The Historic Saint Nicholas

Saint Nicholas of Myra was a 4th century Greek bishop in a province of the Byzantine Empire. He was devoted to his religion from an early age. When his parents died in an epidemic, he went to be raised by his uncle, the bishop of Patara. The bishop trained the young Nicholas as a liturgical reader and later ordained him as a priest.

The most famous story about Saint Nicholas (and perhaps one that associated him with gift-giving), was the story of him providing for three unmarried girls whose father was too poor to provide them with a dowry, almost certainly condemning them to a life of prostitution. Though Saint Nicholas had decided to help them, he was too modest to do it in public, so under the cover of night, he threw three purses of gold into the window of the man’s house to provide a dowry for the girls.

Germanic Europe

Another source for the origin of Santa Claus was in the celebration by the Germanic pagans of Yule.
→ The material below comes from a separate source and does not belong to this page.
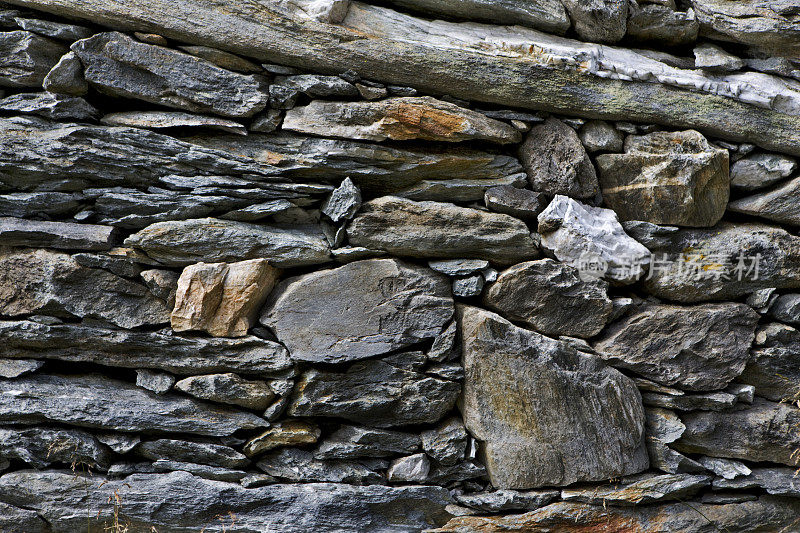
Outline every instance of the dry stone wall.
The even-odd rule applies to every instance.
[[[798,532],[798,132],[788,0],[4,0],[0,531]]]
The god Odin was often theorized as having influenced concepts of Santa Claus, as he possessed a long, white beard and rode his eight-footed steed Sleipnir to visit his people with gifts during the Yuletide period.


In the Netherlands, Santa Claus is known as de Kerstman, or ‘the Christmas man’, but for children, Sinterklaas is the gift giver, and gifts are given on Sinterklaas day. He is often accompanied by Zwarte Piet, or ‘Black Peter’. Sinterklaas is dressed in a red cape, a white alb and a red mitre with the long ceremonial shepherd’s staff of the church. He is stately and serious, with a long white beard and white hair.

Father Christmas

In England, this jolly green- or scarlet-robed man was the symbol of good cheer, peace, joy, and good revelry. He dates as far back as the reign of Henry VIII.  The most famous depiction of Father Christmas was as the ‘Ghost of Christmas Present’ in Charles Dickens’ A Christmas Carol, who went about the streets with Scrooge to sprinkle the essence of Christmas onto the people of London.

Modern Times

The most famous depiction of Santa Claus comes from the 1823 poem which is still read aloud on Christmas Eve to children: A Visit from St. Nicholas, and better known as The Night Before Christmas.This poem set in stone the appearance and personality of the modern Santa Claus, along with his sleigh and ‘eight tiny reindeer.’

Other works that popularized Santa was The Life and Adventures of Santa Claus, a children’s book by L. Frank Baum published in 1902, and various images of Santa Claus, including the famous illustrations for Coca Cola advertisements in the early part of the 20th century.